В следующий миг Зинаиды уже не было в комнате. Елена рванулась было за нею, но ее приковал к месту вид горящей фигуры. Придя наконец в себя, она сорвала со стены портьеру, накрыла ею сыщика и потащила его в коридор. Тут же подоспела смертельно напуганная Мотька с кувшином воды. Вырвав из ее трясущихся рук кувшин, виконтесса вылила воду на голову Алларзона. Тот испустил долгий стон. Огонь уже рвался из комнаты в коридор. Женщины подхватили раненого подмышки и выволокли его во двор, уложив прямо на землю. Мотька топталась рядом, жалобно приговаривая:
— Кто ж знал, что эта ведьма дом подожжет, ай-ай! А сама-то убежала? Я про ту дверь совсем и забыла, вот ей-богу, не вру, начисто забыла!
— Беги за извозчиком! Вези сюда доктора! Какого найдешь первого, ну! — крикнула виконтесса служанке и опустилась на колени рядом с раненым.
Смотреть на него было страшно. Ни одной знакомой черты не осталось на черном лице, залитом кровью, искаженном гримасой предсмертной муки.
— Сейчас приедет доктор, — пробормотала Елена, хотя для нее было очевидно, что никакой врач, будь он хоть волшебником, Алларзону уже не поможет.
По всей видимости, понимал это и сам раненый.

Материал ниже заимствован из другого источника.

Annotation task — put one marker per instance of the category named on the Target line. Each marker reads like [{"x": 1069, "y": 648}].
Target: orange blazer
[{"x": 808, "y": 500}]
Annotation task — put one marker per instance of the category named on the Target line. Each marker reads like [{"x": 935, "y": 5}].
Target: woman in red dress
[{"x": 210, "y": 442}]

С крайним усилием, превозмогая судороги близкой агонии, он безголосо зашептал:
— Бросьте… Я ничего не вижу… Кончено… Слушайте… Я не успел расследовать до конца, придется вам самой… Но я почти уверен, вашу дочь купил князь Головин… Я следил за этой негодяйкой… Она ездила к нему в дом, вымогала деньги, вещи… И та проститутка, Мария, вспоминала какого-то князя, некую услугу, которую ему оказала хозяйка борделя… Запомните, Головин… Она не подтвердила… Но это может быть он…
Дом уже пылал весь, в окнах лопались, осыпались стекла. От поднявшегося к ночи ветра занялся флигель, где когда-то жили девочки, которыми торговала Зинаида. На улице раздавались истошные крики проснувшихся соседей. В ворота вбегали люди с топорами и лопатами, в исподнем, взъерошенные, босые, с сердитыми испуганными лицами. Завидев Алларзона, над которым склонилась виконтесса, все разом умолкали, пораженные его видом.

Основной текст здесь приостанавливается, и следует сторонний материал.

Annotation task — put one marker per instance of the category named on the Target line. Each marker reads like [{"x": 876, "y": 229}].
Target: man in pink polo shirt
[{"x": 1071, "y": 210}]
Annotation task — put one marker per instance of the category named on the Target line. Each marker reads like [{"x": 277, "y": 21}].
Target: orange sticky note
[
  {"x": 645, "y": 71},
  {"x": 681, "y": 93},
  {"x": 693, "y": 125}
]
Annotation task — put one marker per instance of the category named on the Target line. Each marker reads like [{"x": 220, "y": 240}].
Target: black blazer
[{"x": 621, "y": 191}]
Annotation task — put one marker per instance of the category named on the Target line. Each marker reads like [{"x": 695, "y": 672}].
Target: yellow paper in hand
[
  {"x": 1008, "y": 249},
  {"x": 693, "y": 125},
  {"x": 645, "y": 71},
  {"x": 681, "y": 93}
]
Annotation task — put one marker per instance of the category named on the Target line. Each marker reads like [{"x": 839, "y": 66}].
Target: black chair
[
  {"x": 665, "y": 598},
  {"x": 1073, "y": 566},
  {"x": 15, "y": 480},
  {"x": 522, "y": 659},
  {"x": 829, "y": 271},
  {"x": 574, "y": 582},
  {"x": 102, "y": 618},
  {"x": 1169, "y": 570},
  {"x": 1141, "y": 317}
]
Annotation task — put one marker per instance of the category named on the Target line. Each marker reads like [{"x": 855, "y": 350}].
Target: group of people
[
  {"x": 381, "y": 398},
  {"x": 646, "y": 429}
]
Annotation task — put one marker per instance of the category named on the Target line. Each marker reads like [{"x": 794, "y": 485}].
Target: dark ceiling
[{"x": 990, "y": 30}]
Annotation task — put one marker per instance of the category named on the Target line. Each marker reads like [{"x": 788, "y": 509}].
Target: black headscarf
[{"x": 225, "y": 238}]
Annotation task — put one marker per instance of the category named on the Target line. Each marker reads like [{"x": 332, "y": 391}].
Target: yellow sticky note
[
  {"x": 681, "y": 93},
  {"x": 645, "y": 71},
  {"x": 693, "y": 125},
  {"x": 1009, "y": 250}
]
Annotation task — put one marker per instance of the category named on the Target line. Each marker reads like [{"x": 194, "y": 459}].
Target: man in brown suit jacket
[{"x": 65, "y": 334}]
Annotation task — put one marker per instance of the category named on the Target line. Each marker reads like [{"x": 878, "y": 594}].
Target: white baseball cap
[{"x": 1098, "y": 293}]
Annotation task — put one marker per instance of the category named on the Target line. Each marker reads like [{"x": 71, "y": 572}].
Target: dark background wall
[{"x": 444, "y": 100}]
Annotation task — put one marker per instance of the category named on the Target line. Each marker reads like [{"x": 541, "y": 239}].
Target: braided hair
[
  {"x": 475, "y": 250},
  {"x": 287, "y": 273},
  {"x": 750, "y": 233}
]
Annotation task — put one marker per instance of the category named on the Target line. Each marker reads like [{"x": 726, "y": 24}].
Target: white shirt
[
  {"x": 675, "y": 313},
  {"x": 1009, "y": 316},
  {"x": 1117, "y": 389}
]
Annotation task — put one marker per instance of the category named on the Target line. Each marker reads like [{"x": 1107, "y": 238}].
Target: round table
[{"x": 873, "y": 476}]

— Мои дети… Прошу вас… — прошептал сыщик, все еще боровшийся с ангелом смерти.
— Я обещаю, что никто из ваших близких никогда не будет знать нужды ни в чем, — взволнованно проговорила Елена. — Таких услуг, какие вы мне оказали, не забывают!

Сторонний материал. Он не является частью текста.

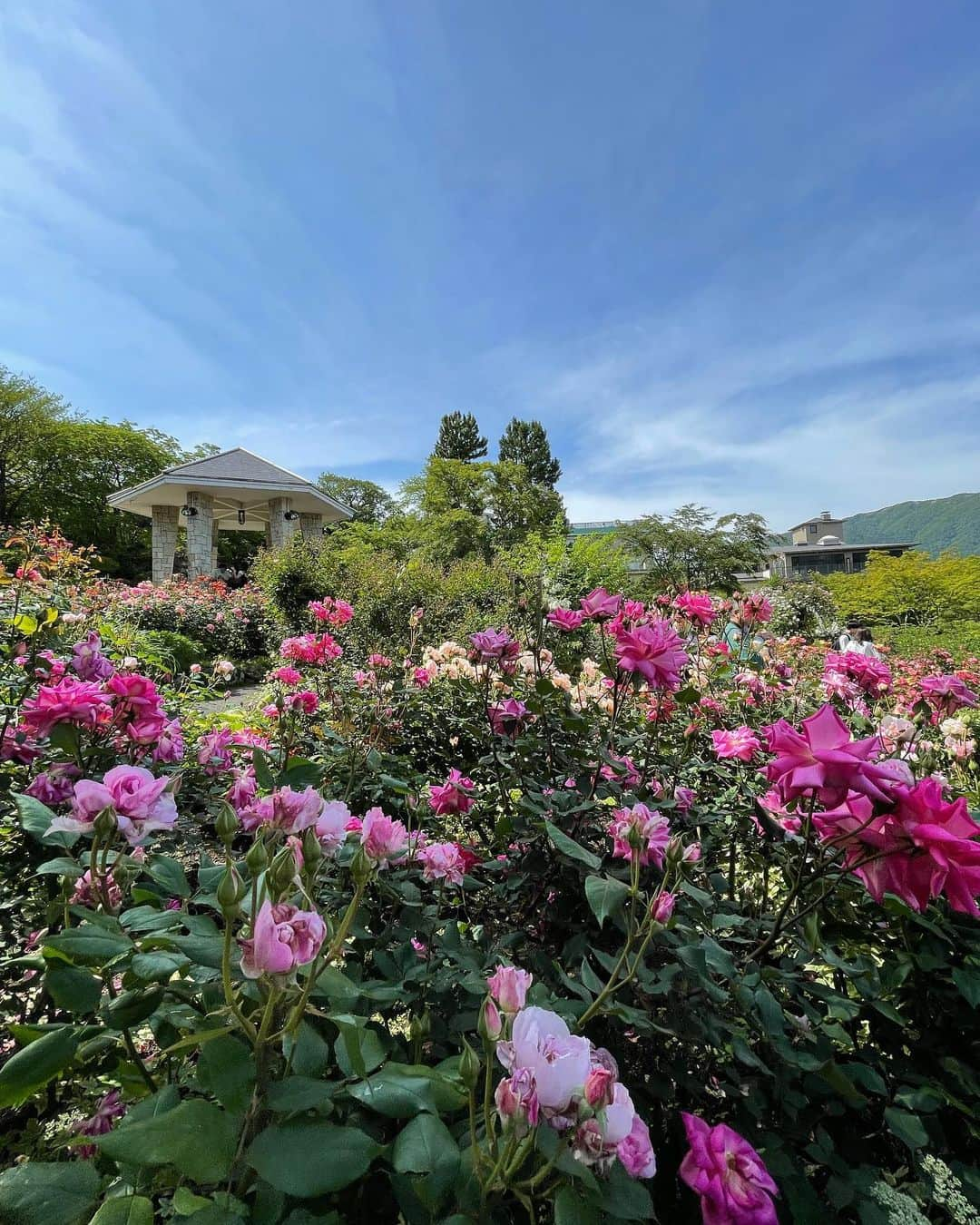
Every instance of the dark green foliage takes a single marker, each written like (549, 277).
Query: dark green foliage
(58, 465)
(459, 438)
(525, 443)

Казалось, только этих слов и ждал несчастный, цеплявшийся за жизнь, причинявшую ему уже одно немыслимое страдание. И когда Матильда привезла на извозчике доктора, закутанного шарфом по самый нос, заспанного и сердитого, как все люди, наводнившие к тому времени двор и глазевшие на пожар, знаменитый парижский сыщик Иегуда Алларзон, получивший недавно титул барона Лаузаннера, скончался. На гаванской каланче вовсю били тревогу, неподалеку уже раздавался лязг и грохот подъезжавшего пожарного обоза, кто-то сорванным басом приказывал: «Ба-а-гры та-а-щи!» Но Алларзон ничего этого не слышал.